Tercero. El viaje de Ricardo Monreal es solo un pretexto. El verdadero malestar proviene del tipo de liderazgo que representa. No es un operador subordinado ni un opositor estridente. Ha apostado por la autonomía dentro de los márgenes del sistema. Ha negociado sin someterse, y ha disentido sin romper. Eso lo vuelve difícil de controlar. Difícil de etiquetar. Difícil de encasillar. En un escenario polarizado, donde la lealtad ciega y la confrontación abierta parecen las únicas rutas aceptadas, la figura de Monreal descoloca.

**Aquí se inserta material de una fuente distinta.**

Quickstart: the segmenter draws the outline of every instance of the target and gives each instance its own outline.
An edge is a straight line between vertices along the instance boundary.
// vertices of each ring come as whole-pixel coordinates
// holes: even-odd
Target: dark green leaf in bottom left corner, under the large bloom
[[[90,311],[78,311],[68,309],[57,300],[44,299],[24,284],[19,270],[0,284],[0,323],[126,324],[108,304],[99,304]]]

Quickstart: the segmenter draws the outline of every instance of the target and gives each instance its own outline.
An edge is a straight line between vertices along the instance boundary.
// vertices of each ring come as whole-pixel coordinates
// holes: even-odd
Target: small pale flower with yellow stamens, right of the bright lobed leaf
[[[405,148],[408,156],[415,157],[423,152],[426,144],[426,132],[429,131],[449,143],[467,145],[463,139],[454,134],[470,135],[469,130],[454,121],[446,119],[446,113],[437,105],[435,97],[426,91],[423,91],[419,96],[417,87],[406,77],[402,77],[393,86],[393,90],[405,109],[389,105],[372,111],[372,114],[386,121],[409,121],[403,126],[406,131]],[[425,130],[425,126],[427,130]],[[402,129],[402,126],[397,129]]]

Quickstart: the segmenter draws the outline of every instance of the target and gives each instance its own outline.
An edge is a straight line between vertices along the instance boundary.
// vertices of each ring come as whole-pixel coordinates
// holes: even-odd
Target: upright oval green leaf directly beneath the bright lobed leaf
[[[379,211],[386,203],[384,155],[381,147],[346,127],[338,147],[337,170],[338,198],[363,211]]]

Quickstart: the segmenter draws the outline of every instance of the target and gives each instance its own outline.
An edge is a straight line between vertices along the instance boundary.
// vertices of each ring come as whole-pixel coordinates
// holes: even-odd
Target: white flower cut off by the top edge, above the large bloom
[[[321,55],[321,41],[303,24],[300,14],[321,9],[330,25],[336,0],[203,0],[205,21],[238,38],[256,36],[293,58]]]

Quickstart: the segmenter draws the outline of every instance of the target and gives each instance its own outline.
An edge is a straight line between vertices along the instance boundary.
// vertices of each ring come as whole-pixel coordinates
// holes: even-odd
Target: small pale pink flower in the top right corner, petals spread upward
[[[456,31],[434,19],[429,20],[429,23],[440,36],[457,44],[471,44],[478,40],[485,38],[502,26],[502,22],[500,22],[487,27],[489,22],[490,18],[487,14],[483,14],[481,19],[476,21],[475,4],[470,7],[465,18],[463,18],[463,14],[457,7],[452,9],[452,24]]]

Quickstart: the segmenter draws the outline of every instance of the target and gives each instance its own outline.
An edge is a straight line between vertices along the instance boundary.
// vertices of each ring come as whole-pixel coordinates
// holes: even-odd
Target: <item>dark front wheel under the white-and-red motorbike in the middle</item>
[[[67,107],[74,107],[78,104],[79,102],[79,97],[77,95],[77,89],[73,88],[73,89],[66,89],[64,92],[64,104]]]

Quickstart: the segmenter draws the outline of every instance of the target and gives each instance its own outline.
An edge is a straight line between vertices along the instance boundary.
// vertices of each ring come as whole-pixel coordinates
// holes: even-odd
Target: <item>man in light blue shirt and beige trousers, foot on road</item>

No responde al guion del aplauso ni al de la disidencia ruidosa. En cambio, ocupa un espacio más escaso y menos comprendido: el del pragmatismo institucional. Esa ambigüedad lo vuelve blanco de ataques, muchas veces ajenos al contenido real de sus decisiones. Hoy se usó un viaje. Mañana será una fotografía, una frase, una omisión. Lo que importa no es el hecho, sino la erosión. Lo que se persigue no es la corrección de una conducta, sino el debilitamiento paulatino de una presencia política que incomoda por su independencia. Pero usar actos legales como herramientas de desgaste sienta un mal precedente. Porque si lo permitido por la ley ya no basta para proteger a una figura pública del escarnio, entonces nadie tiene garantía de trato justo. Se sustituye el marco legal por el juicio simbólico. Y se consagra la sospecha como forma de control. Esa lógica convierte al debate público en terreno movedizo. Y normaliza el ataque sin norma. Hoy es Monreal. Mañana puede ser cualquiera. Si cumplir la ley no alcanza, ¿qué sí?
Aquí no hubo privilegios. No hubo dispendio. No hubo infracción. Hubo legalidad. Hubo vida privada. Cumplir con la ley debería bastar. Pero hoy, el mundo al revés, parece que no. El mensaje no es solo contra una persona. Es contra el orden. Contra las reglas.